Turkey's supreme election board rejects opposition referendum annulment bid
Turkey's top election authority rejected an opposition effort to annul Sunday's referendum despite widespread criticism and doubt over the integrity of the poll.
2 min read
19 April, 2017
Turkey's opposition attempted to appeal the referendum vote [Getty]

Turkey's top election authority rejected an opposition bid to annul the referendum on expanding President Recep Tayyip Erdogan's powers on Wednesday, after widespread doubts and complaints of vote-rigging, state media reported.

Ten members of the Supreme Election Board (YSK) decided against annulling the vote, while only one voted in favour, the state-run Anadolu news agency reported. 

On Tuesday, the main opposition Republican People's Party (CHP) and the pro-Kurdish Peoples' Democratic Party (HDP) requested the poll be scrapped due to alleged violations, including vote rigging.
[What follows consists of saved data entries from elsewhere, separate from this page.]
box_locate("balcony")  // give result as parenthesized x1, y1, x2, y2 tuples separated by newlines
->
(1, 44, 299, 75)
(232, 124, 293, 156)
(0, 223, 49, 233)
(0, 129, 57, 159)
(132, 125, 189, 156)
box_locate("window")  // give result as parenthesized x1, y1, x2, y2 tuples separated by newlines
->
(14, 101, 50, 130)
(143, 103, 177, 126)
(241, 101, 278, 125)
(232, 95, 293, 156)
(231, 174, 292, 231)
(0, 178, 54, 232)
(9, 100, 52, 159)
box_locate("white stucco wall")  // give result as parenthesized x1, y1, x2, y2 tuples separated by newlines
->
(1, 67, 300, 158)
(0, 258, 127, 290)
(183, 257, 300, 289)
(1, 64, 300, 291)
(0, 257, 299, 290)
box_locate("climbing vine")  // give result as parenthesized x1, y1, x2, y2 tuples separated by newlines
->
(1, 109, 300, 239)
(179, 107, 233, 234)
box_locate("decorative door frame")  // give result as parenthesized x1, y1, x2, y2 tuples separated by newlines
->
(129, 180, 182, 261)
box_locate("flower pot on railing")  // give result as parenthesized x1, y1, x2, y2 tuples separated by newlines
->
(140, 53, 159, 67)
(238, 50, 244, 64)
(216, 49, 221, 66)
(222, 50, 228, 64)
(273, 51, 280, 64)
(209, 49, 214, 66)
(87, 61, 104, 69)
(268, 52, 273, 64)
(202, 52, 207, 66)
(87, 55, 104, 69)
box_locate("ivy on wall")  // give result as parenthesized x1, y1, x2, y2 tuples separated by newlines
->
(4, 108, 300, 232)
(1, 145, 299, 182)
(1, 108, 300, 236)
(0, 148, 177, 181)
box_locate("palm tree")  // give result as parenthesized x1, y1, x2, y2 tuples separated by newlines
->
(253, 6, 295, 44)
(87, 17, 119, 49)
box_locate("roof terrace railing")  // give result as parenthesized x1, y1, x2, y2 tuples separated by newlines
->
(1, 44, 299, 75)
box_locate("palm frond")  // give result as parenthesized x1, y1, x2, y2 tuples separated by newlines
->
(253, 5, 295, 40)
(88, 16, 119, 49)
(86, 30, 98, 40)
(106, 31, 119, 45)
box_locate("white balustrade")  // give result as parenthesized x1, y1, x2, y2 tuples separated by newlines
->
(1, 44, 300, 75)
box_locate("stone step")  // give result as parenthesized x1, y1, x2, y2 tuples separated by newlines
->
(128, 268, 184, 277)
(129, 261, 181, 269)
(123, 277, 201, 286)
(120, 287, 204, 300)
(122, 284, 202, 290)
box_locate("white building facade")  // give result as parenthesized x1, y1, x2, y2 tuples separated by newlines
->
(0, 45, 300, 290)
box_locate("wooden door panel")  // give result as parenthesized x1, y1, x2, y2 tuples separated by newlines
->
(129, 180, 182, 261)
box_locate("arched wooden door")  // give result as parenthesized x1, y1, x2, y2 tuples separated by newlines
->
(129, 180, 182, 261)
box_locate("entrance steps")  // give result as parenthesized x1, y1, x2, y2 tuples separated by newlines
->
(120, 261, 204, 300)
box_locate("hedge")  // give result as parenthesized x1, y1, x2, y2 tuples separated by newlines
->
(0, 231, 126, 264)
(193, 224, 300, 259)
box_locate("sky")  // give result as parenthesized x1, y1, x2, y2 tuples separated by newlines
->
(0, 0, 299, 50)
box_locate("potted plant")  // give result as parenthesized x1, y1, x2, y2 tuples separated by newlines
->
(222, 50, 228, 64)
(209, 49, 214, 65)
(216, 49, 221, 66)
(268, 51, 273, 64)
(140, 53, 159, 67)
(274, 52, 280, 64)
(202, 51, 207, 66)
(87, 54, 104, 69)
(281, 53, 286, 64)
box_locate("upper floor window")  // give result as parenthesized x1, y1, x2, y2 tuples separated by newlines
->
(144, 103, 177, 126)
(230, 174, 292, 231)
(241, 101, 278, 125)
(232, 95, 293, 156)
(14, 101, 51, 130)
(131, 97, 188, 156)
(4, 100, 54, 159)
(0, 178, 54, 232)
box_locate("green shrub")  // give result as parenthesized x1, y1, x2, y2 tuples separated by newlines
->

In an interview with CNN-Turk television, Bulent Tezcan, CHP deputy leader, said the court's decision sparked a "serious legitimacy crisis". 

"We will activate all legal channels," he said, adding that the party would map out its policy after meeting legal experts on Thursday.

On Sunday, the 'Yes' camp won 51.41 percent in a narrower-than-expected victory, but the opposition claimed the outcome would have been reversed in a fair poll. 

To the dismay of opposition parties and 'No' supporters, the YSK made a last-minute decision on Sunday to accept ballot documents in envelopes without an official stamp. 

That also sparked protests from individuals who opposed constitutional changes granting Erdogan strengthened executive powers and who formed long queues to submit their petitions. 

The changes - most of which are due to come into force after November 2019 - are some of the most far-reaching in the country since Mustafa Kemal Ataturk established the modern state in the ashes of the Ottoman Empire in 1923.

Meanwhile Erdogan angrily rejected the criticism, telling the monitors to "Know your place."